我有一个聚合Spark dataframe数据的需求,使用scala语言进行实现。
同时,我有两个数据集。
数据集1包含每种“t”类型的值(val1,val2等),分布在不同的列中,如(t1,t2…) 。
现在,我需要按(id,t,t*)字段进行分组,并将sum(val)和sum(val*)的余额作为单独的记录打印出来。两个余额应该相等。
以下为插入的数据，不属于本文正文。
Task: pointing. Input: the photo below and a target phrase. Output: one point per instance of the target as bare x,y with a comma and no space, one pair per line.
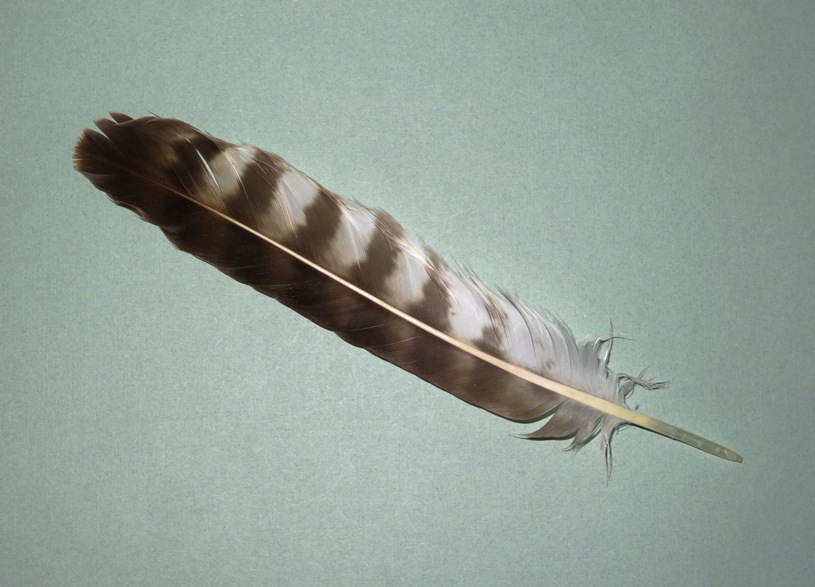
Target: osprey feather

数据集1包含每种“t”类型的值(val1,val2等),分布在不同的列中,如(t1,t2…) 。
val data1 = Seq(
("1","111",200,"221",100,"331",1000),
("2","112",400,"222",500,"332",1000),
("3","113",600,"223",1000,"333",1000)
).toDF("id1","t1","val1","t2","val2","t3","val3")
data1.show()
+---+---+----+---+----+---+----+
|id1| t1|val1| t2|val2| t3|val3|
+---+---+----+---+----+---+----+
| 1|111| 200|221| 100|331|1000|
| 2|112| 400|222| 500|332|1000|
| 3|113| 600|223|1000|333|1000|
+---+---+----+---+----+---+----+
数据集2通过为每个“t”类型单独创建一行来表示相同的内容。
val data2 = Seq(("1","111",200),("1","221",100),("1","331",1000),
("2","112",400),("2","222",500),("2","332",1000),
("3","113",600),("3","223",1000), ("3","333",1000)
).toDF("id*","t*","val*")
data2.show()
+---+---+----+
|id*| t*|val*|
+---+---+----+
| 1|111| 200|
| 1|221| 100|
| 1|331|1000|
| 2|112| 400|
| 2|222| 500|
| 2|332|1000|
| 3|113| 600|
| 3|223|1000|
| 3|333|1000|
+---+---+----+
现在,我需要按(id,t,t*)字段进行分组,并将sum(val)和sum(val*)的余额作为单独的记录打印出来。两个余额应该相等。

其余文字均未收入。